The reporting operation should not be time consuming and error prone. If we ask operators to type 12 digit numbers or time stamps the chances of error are very high.
So we need a reporting system which is both simple and error free.
Large number typing can be replaced by a bar code reader whenever possible. We can also use the data validation alternatives provided by Excel:
In this way the reporting errors may be detected the moment they are entered and corrected on the spot.
Pull down menus may be used for each field to avoid typing and insure all use the same wording.
The current time stamp can be automatically provided with a formula: =now()
Reporting on the cloud
Having a terminal for each operator who needs reporting may not be possible, in which case reporting on the cloud may be an alternative.
The data base can be created in a Google Drive spreadsheet:
Reporting may be done with any tablet or smart phone via WIFI
BYOD (Bring Your Own Device) alternative
Operators may have difficulties with readable hand writing or reporting in a terminal but they are normally experts in typing into their own smart phones. This existing skill can prove to be very useful for real-time on-line reporting.
The database may be in Internet or the company Intranet.
The smart phones used may be the operator’s own device or one supplied by the company.
It, obviously, requires appropriate firewalls to avoid entering virus.
Even a smart phone with no telephone line may be used to access via WIFI (an old out-of-use smart phone might do the job).
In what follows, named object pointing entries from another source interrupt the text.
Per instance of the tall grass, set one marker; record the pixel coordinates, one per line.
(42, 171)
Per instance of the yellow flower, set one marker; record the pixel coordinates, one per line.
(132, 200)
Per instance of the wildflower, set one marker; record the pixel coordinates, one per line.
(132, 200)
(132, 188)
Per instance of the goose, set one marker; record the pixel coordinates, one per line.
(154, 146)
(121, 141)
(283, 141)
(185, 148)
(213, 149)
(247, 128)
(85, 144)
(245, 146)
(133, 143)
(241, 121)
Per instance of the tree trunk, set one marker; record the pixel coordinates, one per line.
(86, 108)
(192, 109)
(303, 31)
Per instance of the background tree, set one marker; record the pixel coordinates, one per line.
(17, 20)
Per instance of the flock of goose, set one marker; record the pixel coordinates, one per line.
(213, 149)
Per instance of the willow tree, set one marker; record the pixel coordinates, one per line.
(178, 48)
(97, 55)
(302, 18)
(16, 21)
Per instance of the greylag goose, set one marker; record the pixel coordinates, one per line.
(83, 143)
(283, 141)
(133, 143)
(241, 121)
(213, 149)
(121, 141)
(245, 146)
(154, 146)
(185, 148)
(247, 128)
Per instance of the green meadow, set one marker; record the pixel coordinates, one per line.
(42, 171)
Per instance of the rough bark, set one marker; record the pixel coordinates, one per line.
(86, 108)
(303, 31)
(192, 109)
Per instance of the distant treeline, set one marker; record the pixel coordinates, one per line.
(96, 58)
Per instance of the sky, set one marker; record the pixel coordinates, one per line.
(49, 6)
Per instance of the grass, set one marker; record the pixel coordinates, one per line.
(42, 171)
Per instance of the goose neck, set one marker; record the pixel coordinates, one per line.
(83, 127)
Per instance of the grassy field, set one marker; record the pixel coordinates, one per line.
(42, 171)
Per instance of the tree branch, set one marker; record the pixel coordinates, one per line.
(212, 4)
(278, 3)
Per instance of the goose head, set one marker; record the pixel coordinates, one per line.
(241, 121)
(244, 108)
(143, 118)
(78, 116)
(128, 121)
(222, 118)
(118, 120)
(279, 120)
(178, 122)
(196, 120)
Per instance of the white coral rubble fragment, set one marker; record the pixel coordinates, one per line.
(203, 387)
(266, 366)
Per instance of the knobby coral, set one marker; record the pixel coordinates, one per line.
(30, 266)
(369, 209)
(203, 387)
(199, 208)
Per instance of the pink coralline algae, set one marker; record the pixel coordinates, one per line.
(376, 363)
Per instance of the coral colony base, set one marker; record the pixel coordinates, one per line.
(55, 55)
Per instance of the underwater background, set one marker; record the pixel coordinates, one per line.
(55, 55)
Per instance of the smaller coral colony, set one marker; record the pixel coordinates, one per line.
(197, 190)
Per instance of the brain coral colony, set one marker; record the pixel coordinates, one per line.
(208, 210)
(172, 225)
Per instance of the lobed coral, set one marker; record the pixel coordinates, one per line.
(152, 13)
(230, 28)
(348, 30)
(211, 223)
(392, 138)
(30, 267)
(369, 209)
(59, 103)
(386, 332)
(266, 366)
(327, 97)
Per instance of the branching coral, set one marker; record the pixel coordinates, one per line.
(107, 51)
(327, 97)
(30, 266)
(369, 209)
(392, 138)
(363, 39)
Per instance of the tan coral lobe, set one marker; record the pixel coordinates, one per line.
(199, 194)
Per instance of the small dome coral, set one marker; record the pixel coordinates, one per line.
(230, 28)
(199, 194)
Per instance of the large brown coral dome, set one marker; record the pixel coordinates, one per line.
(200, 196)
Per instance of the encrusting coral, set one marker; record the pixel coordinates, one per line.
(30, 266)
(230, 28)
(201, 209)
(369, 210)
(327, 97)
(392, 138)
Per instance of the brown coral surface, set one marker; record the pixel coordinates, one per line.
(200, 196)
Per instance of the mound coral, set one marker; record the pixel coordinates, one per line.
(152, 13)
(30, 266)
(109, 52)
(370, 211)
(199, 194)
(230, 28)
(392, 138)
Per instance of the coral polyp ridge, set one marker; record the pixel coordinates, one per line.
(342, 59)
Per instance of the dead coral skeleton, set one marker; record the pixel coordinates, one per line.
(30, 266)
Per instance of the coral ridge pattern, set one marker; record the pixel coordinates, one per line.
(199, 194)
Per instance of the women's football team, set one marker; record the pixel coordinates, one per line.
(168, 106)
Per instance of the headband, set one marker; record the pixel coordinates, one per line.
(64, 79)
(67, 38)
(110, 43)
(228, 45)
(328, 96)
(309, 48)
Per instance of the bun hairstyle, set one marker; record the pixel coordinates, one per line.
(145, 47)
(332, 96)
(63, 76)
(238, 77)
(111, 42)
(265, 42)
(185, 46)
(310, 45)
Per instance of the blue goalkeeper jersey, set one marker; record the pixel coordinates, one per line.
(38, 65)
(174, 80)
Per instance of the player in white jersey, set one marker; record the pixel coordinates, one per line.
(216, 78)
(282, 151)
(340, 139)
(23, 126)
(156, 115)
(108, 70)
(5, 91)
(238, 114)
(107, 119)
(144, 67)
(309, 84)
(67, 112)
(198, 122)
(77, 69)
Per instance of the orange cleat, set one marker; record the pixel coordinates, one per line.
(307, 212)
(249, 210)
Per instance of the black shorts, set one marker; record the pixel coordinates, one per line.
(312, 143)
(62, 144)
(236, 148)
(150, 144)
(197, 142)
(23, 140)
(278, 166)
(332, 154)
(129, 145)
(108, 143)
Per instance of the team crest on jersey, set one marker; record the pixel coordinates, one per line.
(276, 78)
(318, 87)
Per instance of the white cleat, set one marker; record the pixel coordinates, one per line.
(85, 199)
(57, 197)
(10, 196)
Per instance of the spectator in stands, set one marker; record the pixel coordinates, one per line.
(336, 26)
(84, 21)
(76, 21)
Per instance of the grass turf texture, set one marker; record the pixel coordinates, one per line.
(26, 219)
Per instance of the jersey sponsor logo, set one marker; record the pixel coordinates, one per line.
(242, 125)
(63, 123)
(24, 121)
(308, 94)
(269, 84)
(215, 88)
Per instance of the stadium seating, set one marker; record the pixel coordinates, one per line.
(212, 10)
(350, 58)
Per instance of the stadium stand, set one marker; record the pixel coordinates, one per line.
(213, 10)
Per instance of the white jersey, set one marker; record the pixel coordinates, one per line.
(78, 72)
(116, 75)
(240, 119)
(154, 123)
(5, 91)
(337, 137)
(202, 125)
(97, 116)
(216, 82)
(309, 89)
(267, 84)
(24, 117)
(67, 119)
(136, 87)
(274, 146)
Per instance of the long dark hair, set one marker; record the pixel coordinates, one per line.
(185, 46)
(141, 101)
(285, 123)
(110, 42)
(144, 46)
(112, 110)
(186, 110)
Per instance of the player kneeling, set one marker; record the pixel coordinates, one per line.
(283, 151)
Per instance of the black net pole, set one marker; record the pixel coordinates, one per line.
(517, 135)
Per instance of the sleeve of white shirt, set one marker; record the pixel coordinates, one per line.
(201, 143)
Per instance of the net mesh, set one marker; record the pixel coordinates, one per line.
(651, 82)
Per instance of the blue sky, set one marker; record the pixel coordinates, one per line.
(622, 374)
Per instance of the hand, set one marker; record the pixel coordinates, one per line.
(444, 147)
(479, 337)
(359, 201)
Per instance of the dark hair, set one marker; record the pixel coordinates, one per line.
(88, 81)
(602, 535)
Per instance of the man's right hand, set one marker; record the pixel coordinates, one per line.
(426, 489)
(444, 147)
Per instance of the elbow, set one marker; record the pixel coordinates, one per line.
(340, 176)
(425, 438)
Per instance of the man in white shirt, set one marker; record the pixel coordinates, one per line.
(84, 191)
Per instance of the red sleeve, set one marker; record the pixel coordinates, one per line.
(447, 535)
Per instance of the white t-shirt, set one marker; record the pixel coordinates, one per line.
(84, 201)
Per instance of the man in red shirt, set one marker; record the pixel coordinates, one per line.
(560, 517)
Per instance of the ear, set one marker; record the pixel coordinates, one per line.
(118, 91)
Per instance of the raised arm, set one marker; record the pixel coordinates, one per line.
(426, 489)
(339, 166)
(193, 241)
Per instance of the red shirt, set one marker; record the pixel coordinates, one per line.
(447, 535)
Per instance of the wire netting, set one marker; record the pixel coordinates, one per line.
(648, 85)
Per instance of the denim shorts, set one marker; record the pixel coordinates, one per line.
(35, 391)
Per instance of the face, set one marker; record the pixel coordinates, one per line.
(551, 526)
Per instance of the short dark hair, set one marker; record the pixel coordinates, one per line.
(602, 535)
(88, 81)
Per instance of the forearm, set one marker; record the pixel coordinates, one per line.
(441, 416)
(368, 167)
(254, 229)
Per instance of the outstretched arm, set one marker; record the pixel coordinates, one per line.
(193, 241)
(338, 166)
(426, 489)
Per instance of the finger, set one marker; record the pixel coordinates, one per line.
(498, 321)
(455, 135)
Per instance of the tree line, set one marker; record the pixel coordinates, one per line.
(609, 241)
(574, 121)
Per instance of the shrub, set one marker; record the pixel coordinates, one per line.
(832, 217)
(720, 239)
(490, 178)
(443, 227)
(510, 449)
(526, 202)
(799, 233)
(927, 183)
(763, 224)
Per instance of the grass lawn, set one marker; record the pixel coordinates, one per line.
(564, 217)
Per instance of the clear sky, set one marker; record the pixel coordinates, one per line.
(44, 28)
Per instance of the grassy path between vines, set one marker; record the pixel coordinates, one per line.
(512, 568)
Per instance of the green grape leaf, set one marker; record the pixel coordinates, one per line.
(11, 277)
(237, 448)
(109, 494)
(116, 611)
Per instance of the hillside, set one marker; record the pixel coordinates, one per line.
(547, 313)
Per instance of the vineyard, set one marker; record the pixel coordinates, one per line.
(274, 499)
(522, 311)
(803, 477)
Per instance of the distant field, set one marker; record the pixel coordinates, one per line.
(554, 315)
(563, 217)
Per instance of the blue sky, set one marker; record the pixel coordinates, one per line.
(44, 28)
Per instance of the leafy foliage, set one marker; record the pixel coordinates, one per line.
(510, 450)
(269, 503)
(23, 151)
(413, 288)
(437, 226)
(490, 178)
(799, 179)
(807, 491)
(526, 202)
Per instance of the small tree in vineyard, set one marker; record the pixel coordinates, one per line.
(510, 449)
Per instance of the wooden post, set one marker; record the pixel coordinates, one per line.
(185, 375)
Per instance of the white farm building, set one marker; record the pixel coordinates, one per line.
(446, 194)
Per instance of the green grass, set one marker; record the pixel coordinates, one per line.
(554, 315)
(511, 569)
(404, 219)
To avoid corrupting the database each workplace may have a dedicated input worksheet in the cloud and then data is automatically transferred to a central worksheet. Operators need write access to their input worksheet and only read access to the central worksheet and reports.
Real-time feedback to the workplace
Real-time data collection enables real-time feedback to the operators in order to take corrective actions while it is still possible.
This Andon display provides real-time feedback:
- PTH component insertion DPMO (red means above 1500 target)
- PTH component solder DPMO (green: below 190 target)
- Processed cards/hour.
SPC (Statistical Process Control) Charts is another alternative to provide feedback to the operators in real-time.
When this feedback is in real-time it is possible to relate changes in the output to what just happened in the line: change in process parameters, line incidents, etc.
This makes it possible to get to the root cause of problems and often solve them on the spot.
Pencil and paper data collection makes it impossible to provide this real-time feedback: all we have is after-the-fact compound data. In this case it will be difficult to find the root cause of the problem and therefore the problem will often remain unresolved. All we can do in this situation is guess what happened and try to find a justification for management.